Though La Ley and the City of Homestead have yet to sign a deal for use and possible purchase of the 140 acres, the city council in January ordered staff to begin crafting a deal with La Ley and recently issued the Miami entertainment firm a 60-day license to use the complex.

"Hopefully within the next couple weeks we’ll move something forward" on the contract, said Marleen Volkert, executive assistant to City Manager George Gretsas.

Meanwhile, La Ley has "pretty much redone all the seating, all the suites, painted the entire outside of the" baseball stadium, said President John H. Ruiz. "We have redone entirely all of the fields that were out in the back as well as the field in the main stadium. We’ve taken down the scoreboard and are bringing in a jumbo LED screen. We’ve redone the sound system, the dugouts, the locker rooms, all the interior offices."

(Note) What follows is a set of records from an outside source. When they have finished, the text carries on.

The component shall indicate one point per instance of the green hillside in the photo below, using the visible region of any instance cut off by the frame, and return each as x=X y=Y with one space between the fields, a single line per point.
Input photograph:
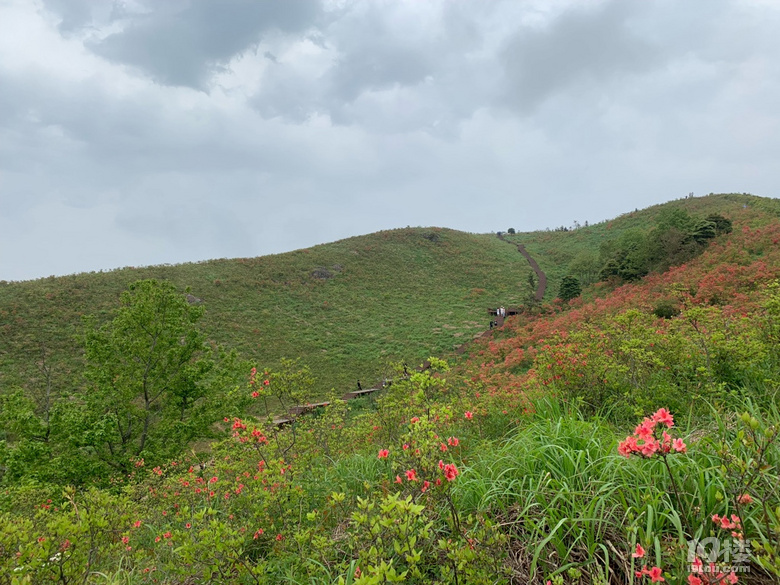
x=346 y=308
x=571 y=252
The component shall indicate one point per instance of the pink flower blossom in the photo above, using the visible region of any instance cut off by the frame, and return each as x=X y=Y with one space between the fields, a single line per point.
x=664 y=417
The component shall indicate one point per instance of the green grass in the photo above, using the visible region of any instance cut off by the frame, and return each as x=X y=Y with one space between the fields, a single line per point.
x=554 y=251
x=347 y=309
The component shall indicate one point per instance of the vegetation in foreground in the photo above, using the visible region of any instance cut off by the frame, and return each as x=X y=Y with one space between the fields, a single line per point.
x=593 y=442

La Ley has also replaced broken lighting, built a baseball diamond for children 7 to 13 and retrofitted the complex so it can transmit games in high definition.

Finally, Mr. Ruiz said, "we’re in the works of starting to build an [outdoor] Olympic-sized swimming pool and we’re also looking into building a water park."

At the outset of negotiations, Mr. Ruiz, an attorney, said he planned to redo much of complex and add up to 20 indoor basketball courts, all to breathe life into the city and pump $60 million to $80 million into its economy.

In return, he would pay the complex’s upkeep costs, now $300,000 a year, and have the option to buy the whole ballgame for $16 million.

The complex’s official opening under La Ley is to be June 17, when baseball teams for youths 8 to 18 from across the US as well as Japan, Taiwan, Puerto Rico, Nicaragua, Venezuela, Colombia, Panama and even Cuba will jet to Miami to compete until Aug. 12.

The crack of bats at the complex may elicit a collective sigh of relief from the surrounding area.

The city built the baseball stadium, centerpiece of the complex, in 1991 as spring training home for the Cleveland Indians. About $12 million of the $22 million construction cost was wrested from the City of Miami Beach when courts ruled it had to give Homestead tourist tax collections after Miami Beach reneged on a deal to give a surplus from the county’s 3% resort tax pool to Homestead.

The complex sustained about $6.2 million in damage in 1992 from Hurricane Andrew. After it was rebuilt, the Indians decided not to move in. Since then, the stadium has served a variety of uses, including as a backdrop for reality television and a set in the Oliver Stone movie "Any Given Sunday."

Homestead has since tried to pitch the rebuilt stadium to professional soccer and to professional baseball teams for spring training to no avail.

Mr. Ruiz has said his plan for the center will annually attract 150,000 to 200,000 persons to the southern part of the county.